Merdan Suna verteilt in Dorstfeld Kleidungsstücke an Obdachlose sowie, gelegentlich, auch an Jugendliche. Um die Not zu lindern bzw. ein gutes Beispiel abzugeben – und das ist im Grunde schon fast die ganze Geschichte. Im Auftrag einer Hilfsorganisation unterwegs? Fehlanzeige! Auf Promo-Tour für ein Unternehmen? Schon gar nicht! Und auf ein ausgefeiltes theoretisches Konzept kann der 19-Jährige erst recht verzichten.

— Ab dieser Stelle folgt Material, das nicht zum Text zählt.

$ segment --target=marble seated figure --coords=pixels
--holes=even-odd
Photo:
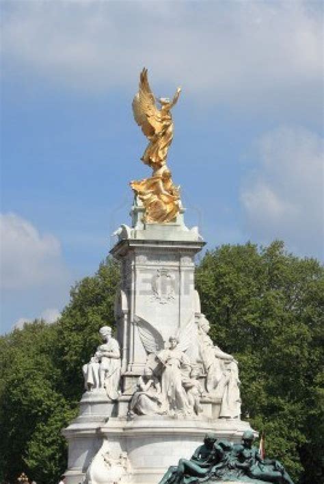
[[[98,346],[90,361],[83,368],[85,388],[88,392],[105,391],[109,398],[116,400],[120,379],[120,351],[111,328],[103,326],[99,333],[104,343]]]
[[[198,322],[200,359],[206,372],[208,394],[221,400],[219,418],[239,418],[241,396],[237,361],[214,345],[208,333],[209,322],[201,315]]]
[[[137,381],[137,390],[130,404],[130,414],[154,415],[166,411],[166,402],[161,392],[161,384],[149,368]]]

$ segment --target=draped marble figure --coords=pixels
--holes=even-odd
[[[200,357],[206,373],[207,392],[221,399],[219,417],[239,418],[240,380],[237,361],[213,344],[208,333],[209,322],[202,315],[198,322]]]
[[[103,326],[99,333],[105,343],[98,346],[90,361],[83,366],[85,387],[90,392],[105,390],[107,396],[116,400],[121,368],[119,344],[112,337],[110,327]]]
[[[166,160],[173,139],[171,109],[176,103],[180,91],[178,88],[172,101],[156,98],[148,84],[148,70],[144,68],[140,74],[139,91],[133,101],[133,112],[136,123],[149,140],[141,160],[153,172],[149,178],[131,181],[131,186],[145,207],[145,222],[170,222],[180,210],[179,187],[172,181]]]
[[[145,379],[146,374],[150,372],[151,378],[157,379],[161,385],[161,398],[157,407],[152,401],[149,401],[149,399],[152,400],[152,396],[155,397],[152,393],[152,385],[150,392],[144,387],[141,394],[143,394],[145,407],[148,405],[151,411],[155,406],[156,413],[170,416],[198,414],[202,410],[200,397],[203,389],[197,380],[198,373],[186,354],[194,322],[190,321],[185,327],[179,329],[177,335],[170,336],[167,348],[165,348],[162,335],[148,321],[135,316],[135,322],[148,354],[142,378]],[[131,407],[135,413],[142,414],[144,413],[143,407],[141,405],[139,408],[137,407],[137,395],[138,391],[133,397]]]

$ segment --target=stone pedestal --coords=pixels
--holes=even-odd
[[[122,360],[120,394],[113,402],[102,390],[83,394],[79,416],[64,431],[69,444],[67,484],[78,484],[84,479],[87,483],[108,484],[104,478],[95,481],[89,476],[94,456],[102,460],[98,468],[105,468],[103,442],[105,451],[109,448],[117,462],[112,467],[109,464],[113,470],[120,471],[120,456],[126,456],[124,474],[117,481],[157,484],[170,466],[191,456],[206,433],[238,442],[244,431],[250,429],[239,417],[219,418],[221,400],[207,393],[201,398],[198,415],[129,413],[137,381],[150,357],[148,339],[160,342],[157,351],[170,336],[180,334],[187,340],[188,358],[195,365],[199,361],[200,305],[194,286],[194,257],[204,242],[197,228],[185,227],[183,210],[174,223],[165,225],[144,225],[142,215],[142,207],[135,203],[132,227],[122,225],[116,231],[118,240],[111,251],[122,266],[115,307]],[[206,387],[203,372],[200,382]]]

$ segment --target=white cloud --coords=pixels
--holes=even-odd
[[[4,290],[54,286],[66,282],[68,273],[59,242],[41,235],[27,220],[14,214],[0,215],[1,285]]]
[[[40,316],[38,316],[37,318],[42,319],[46,321],[46,322],[51,324],[53,322],[55,322],[60,316],[61,313],[58,309],[55,308],[49,308],[43,311]],[[36,318],[36,317],[35,317],[34,319]],[[22,329],[25,322],[31,322],[33,320],[30,319],[29,318],[19,318],[19,319],[14,324],[13,329]]]
[[[320,3],[14,2],[3,19],[5,75],[133,92],[145,65],[157,91],[183,84],[212,103],[314,108],[321,95]]]
[[[245,228],[253,239],[286,242],[300,255],[323,256],[323,140],[303,128],[281,127],[260,138],[258,164],[241,190]]]
[[[44,319],[46,322],[49,322],[51,324],[52,322],[55,322],[60,316],[61,313],[58,309],[51,307],[43,311],[40,315],[40,318]]]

Was den Ur-Dorstfelder antreibt, ist nach seinen Worten stattdessen sein Glaube und die Unterstützung der Familie. Sowie die feste Überzeugung, „dass dir auch Gutes passiert, wenn du Gutes tust.“ Was allerdings bei ihm nach eigenen Worten nicht immer der Fall war. Bis sich bei Merdan Suna schließlich die Erkenntnis durchsetzte, seine Familie nicht enttäuschen zu wollen. Zumal es das Leben mit ihm selbst in den letzten Jahren recht gut meinte: Die eigene Musik-Karriere als Rapper „Prymowest“ hat Fahrt aufgenommen, sein „Brot-Job“ ist der eines „Content Moderators“ bei einem großen sozialen Netzwerk. Und sogar als Model verdient sich Merdan seit Kurzem erste Meriten. Mit eigenen Existenznöten muss sich der 19-Jährige demzufolge also nicht herumschlagen. Im Gegenteil bleibt bei ihm genügend hängen, um – wie er unumwunden zugibt – regelmäßig in das eigene Outfit zu investieren. Und weil Merdan Suna nun mal mit Leib und Seele ein Kind seines Viertels ist, fühlt er die dringende Verpflichtung, unmittelbar vor Ort etwas von den eigenen Annehmlichkeiten weiterzugeben. „Mein Grundsatz ist“, erläutert er, „für jedes neu gekaufte Kleidungsstück entsprechend etwas zu verschenken. Man sollte nicht mehr als fünf Paar Schuhe haben, wenn man weiß, dass jemand da draußen keine hat.“
Und so darf sich mal ein Wohnungsloser auf dem Wilhelmplatz über eine neue Jacke, ein anderer über ziemlich gut erhaltene Sneaker freuen. Schon mal spendiert Merdan zudem ein paar Bier, aber auch dies keineswegs aus Gedankenlosigkeit: „Ich will einfach nicht, dass die Leute Scheiße bauen, um an Bier zu kommen“, gibt er Einblick in seine Überlegungen. „Da erscheint mir das die bessere Alternative.“
Unter „Prymo“ kennen seine Leute den Wohltäter vom Wilhelmplatz mindestens so gut wie unter seinem Vornamen. Und seit einiger Zeit – aus offensichtlichem Grunde – außerdem noch unter dem Ehrentitel „Dorstfelds Robin Hood“. Als der hat er es kürzlich sogar zu öffentlichen Ehren gebracht und aus den Händen von Damals-noch-Bezirksbürgermeister Friedrich Fuß den Heinrich-Schmitz-Preis des Stadtbezirks entgegennehmen dürfen: Als einziger der Preisträger für ein rein privates Engagement. Noch während der Feierlichkeiten gab es erste Angebote, den engagierten Dorstfelder zusätzlich finanziell zu unterstützen. Allerspätestens seitdem hat Merdans Initiative richtig an Fahrt aufgenommen. „Alle wollen was von dir“, sagt er, ohne jedoch dabei im Mindesten unzufrieden zu klingen. Schließlich sei der Stadtteil ohnehin sein Universum: „Ich mag’s, wenn man sich untereinander kennt. Wenn der Döner-Mann mir zuruft ‚Na, wie geht’s?‘ umreißt er seine Sichtweise. Sämtliche seiner Freunde kämen aus der direkten Umgebung, „Lütgendortmund“, lacht der 19-Jährige, „ist schon ein anderer Planet.“
Kaum noch überraschend, dass „Robin 2.0“ auch die nachbarschaftlichen Strukturen versucht, in seinem Sinne zu nutzen. Nicht ungewöhnlich inzwischen, dass etwa der Kiosk-Mann den Hilfsbedürftigen vor dem Laden Kaffee oder ein Brötchen in die Hand drückt, und der Friseur von gegenüber hat sogar bei Bedarf schon mal einen Gratis-Haarschnitt spendiert. Das alles klingt fast nach einer verklärten Vorabend-Serie im Fernsehen und geschieht offenbar doch ganz real im oft genug kritisch beäugten Dorstfeld.